City of Eugene v. STATE, PERB

137 P.3d 1288, 341 Or. 120, 2006 Ore. LEXIS 678
CourtOregon Supreme Court
DecidedJune 30, 2006
DocketCC 99C-12794; CC 99C-12838; CC 99C-20235; CC 00C-16173; CA A121400; SC S50617
StatusPublished
Cited by7 cases

This text of 137 P.3d 1288 (City of Eugene v. STATE, PERB) is published on Counsel Stack Legal Research, covering Oregon Supreme Court primary law. Counsel Stack provides free access to over 12 million legal documents including statutes, case law, regulations, and constitutions.

Bluebook
City of Eugene v. STATE, PERB, 137 P.3d 1288, 341 Or. 120, 2006 Ore. LEXIS 678 (Or. 2006).

Opinion

*124 DE MUNIZ, C. J.

Intervenors petition for reconsideration of this court’s decision in City of Eugene v. PERB, 339 Or 113, 117 P3d 1001 (2005), that dismissed their appeal as moot. Inter-venors are individual PERS members who intervened in the litigation below to defend, in part, employer contribution rate orders issued by the Public Employees Retirement Board (PERB) in 1998 and 2000. Because we concluded that their appeal had become moot, intervenors now ask this court, in keeping with First Commerce of America v. Nimbus Center Assoc., 329 Or 199, 986 P2d 556 (1999) (Nimbus), to vacate the judgment from which they sought to appeal. We allow the petition for reconsideration and now vacate that judgment.

In City of Eugene, this court concluded that most of the issues presented by intervenors’ appeal from the trial court’s January 16, 2003, judgment 1 had become moot through a combination of legislative amendments to the Public Employees Retirement System (PERS) and this court’s decision in Strunk v. PERB, 338 Or 145, 108 P3d 1058 (2005). We noted that, although neither of those events had disposed of the one remaining issue in that case, that issue nevertheless was moot as well. That issue involved employer contribution rate orders that PERB issued in 1998 and 2000. The trial court had found that, between 1996 and 2000, PERB had issued contribution orders that incorrectly required employers to match members’ variable account earnings at the time of their retirement. Consequently, the trial court concluded that PERB erroneously had established employer contribution rates for 1998 and 2000 that were higher than they would have been had PERB calculated the earnings-match benefits correctly. The trial court went on to set out *125 what it concluded was the correct methodology for determining those benefits. 2 As part of their appeal, intervenors sought to defend PERB’s prior contribution rate orders and the methodology that PERB had used to calculate employee benefits.

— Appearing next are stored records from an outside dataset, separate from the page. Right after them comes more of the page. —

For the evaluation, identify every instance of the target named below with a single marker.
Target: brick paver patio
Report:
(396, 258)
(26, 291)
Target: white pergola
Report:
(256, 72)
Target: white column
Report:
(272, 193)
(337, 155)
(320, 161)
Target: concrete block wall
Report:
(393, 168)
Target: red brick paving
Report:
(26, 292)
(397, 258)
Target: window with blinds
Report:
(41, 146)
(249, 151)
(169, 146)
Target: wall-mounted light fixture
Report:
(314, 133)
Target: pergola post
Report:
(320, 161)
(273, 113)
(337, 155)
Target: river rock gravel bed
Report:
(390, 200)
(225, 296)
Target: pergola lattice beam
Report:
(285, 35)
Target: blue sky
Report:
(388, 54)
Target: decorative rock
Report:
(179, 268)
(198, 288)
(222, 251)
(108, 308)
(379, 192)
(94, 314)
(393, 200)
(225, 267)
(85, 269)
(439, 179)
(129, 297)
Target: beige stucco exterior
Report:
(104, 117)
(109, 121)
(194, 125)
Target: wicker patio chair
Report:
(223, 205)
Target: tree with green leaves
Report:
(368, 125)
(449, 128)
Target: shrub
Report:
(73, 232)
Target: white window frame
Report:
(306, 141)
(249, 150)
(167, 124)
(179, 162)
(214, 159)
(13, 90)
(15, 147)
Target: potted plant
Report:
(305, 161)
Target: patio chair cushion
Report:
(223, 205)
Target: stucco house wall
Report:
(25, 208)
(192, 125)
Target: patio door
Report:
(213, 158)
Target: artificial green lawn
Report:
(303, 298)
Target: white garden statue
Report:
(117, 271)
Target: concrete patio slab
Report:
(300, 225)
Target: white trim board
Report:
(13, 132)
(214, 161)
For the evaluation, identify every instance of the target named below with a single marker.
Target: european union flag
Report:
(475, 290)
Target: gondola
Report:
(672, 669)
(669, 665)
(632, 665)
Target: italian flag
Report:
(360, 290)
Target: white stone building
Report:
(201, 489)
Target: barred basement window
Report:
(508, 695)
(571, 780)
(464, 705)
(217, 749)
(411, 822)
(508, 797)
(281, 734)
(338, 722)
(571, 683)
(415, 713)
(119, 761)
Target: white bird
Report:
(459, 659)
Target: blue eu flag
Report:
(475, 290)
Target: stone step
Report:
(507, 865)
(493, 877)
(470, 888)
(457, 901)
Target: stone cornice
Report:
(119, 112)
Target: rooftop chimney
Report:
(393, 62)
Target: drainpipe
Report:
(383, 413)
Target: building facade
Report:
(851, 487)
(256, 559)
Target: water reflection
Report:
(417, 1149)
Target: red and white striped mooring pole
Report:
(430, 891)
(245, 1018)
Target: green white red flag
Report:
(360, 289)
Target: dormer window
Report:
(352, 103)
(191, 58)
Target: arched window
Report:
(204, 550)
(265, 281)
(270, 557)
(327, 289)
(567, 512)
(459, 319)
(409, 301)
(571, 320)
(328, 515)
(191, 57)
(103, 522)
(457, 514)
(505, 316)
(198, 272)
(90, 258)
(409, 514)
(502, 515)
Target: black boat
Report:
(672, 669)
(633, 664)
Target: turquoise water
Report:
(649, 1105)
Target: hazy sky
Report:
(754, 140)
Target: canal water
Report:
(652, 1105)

While that appeal was pending, PERB and the public employers reached a settlement that resulted in PERB’s issuing new contribution rate orders that conformed to the trial court’s judgment. As a result of that settlement and the new superseding orders that PERB issued, this court concluded that any decision that it might render on appeal regarding the old contribution orders no longer would have a practical effect on the rights of the parties. Consequently, we dismissed intervenors’ appeal because it did not present a justiciable issue.

In seeking reconsideration, intervenors now argue that, because we dismissed their appeal on mootness grounds, we should vacate the underlying judgment pursuant to Nimbus. As we shall explain, intervenors are correct that vacatur is appropriate here, but their reliance on Nimbus requires some clarification in light of this court’s recent reexamination of that case in Kerr v. Bradbury, 340 Or 241, 131 P3d 737 (2006).

In Nimbus, this court stated that

“the better practice when a case becomes moot on appeal or on review is to vacate both the decision of the Court of Appeals and the circuit court judgment. Reversal implies that a court incorrectly decided the case on the merits. Vacation of a decision, by contrast, suggests nothing about *126 the propriety of the decision on the merits, because it conveys the message that the decision on the merits ought not to have been rendered at all (if the controversy was moot when the case was decided) or ought not have prospective effect (if the controversy became moot after the case was decided).”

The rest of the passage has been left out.